Zuckerberg e la negazione dell'Olocausto
Il ceo di Facebook si è andato a cacciare in un guaio, tra fake news e storia
Immaginate di essere Mark Zuckerberg, ceo di Facebook. La vostra azienda è sotto attacco da ormai due anni per il suo ruolo nella diffusione di notizie false, vi trovate su un terreno difficilissimo mentre cercate di bilanciare difesa della democrazia, libertà d’espressione e conto in banca.

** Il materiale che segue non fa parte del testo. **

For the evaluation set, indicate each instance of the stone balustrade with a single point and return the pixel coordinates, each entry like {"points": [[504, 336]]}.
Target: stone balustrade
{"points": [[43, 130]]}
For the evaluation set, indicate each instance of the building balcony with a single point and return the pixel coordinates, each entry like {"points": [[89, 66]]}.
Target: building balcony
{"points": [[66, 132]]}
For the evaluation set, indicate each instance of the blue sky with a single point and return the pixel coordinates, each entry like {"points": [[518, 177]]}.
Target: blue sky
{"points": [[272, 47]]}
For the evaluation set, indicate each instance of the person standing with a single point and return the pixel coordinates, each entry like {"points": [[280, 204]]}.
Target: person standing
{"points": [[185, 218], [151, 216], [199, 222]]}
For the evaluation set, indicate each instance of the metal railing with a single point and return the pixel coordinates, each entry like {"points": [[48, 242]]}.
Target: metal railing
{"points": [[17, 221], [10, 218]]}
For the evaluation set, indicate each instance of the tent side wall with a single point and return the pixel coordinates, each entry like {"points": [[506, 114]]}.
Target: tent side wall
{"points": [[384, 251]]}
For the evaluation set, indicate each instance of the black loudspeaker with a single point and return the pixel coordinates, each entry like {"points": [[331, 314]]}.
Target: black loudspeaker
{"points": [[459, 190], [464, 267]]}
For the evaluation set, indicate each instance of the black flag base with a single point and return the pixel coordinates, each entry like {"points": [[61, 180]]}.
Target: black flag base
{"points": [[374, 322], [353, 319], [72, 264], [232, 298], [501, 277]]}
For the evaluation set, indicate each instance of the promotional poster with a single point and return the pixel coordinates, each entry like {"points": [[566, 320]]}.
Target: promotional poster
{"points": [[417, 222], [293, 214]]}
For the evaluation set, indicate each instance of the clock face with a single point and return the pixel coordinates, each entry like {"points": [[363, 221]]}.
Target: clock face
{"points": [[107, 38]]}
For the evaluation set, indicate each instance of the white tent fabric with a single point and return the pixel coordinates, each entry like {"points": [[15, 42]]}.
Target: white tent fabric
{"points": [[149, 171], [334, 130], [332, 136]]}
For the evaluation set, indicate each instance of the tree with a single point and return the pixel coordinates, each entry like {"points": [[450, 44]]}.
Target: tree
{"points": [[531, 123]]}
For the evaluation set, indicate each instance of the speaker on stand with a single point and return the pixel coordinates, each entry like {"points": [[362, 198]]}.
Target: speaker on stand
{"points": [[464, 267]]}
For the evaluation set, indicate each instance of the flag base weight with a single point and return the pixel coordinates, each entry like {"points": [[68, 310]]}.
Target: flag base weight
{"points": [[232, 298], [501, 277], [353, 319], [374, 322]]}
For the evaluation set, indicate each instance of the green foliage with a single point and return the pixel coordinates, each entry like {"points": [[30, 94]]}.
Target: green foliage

Il vostro social network è pieno di notizie un po’ false e un po’ pericolose, nel sud-est asiatico ci si ammazza a vicenda per le bufale d’odio diffuse su Facebook, siete indecisi su cosa fare con complottisti, cospirazionisti, violenti che usano il social network come palco. Avete in programma un’intervista con una giornalista che è un mastino, Kara Swisher di Recode, e quando lei vi chiede di tutti questi problemi voi anziché cercare di svicolare vi mettete a difendere la libertà d’espressione dei negazionisti dell’Olocausto. E’ successo davvero, due giorni fa, durante un’intervista in cui il capo di Facebook ha detto che, per quanto lo riguarda, le pagine facebook che negano la Shoah hanno tutto il diritto di rimanere online fintantoché non producono incitamento alla violenza, in base a una politica delineata di recente in cui le informazioni false hanno diritto di rimanere su Facebook a meno che non incitino alla violenza o all’odio razziale o di genere – male che vada, se le fake news sono riconosciute da professionisti, l’algoritmo degraderà la bufala, senza cancellarla. Questo tipo di approccio può andare bene per chi crede ai cerchi nel grano, poveri diavoli. Ma l’Olocausto, caro Zuckerberg, non può essere trattato alla stessa stregua delle bufale internettiane: la negazione dell’Olocausto non è una semplice “fake news”. Eccolo il peccato originale del social network: vivere in un mondo privo di profondità, in cui la storia e i suoi orrori possono essere calcolati per via algoritmica.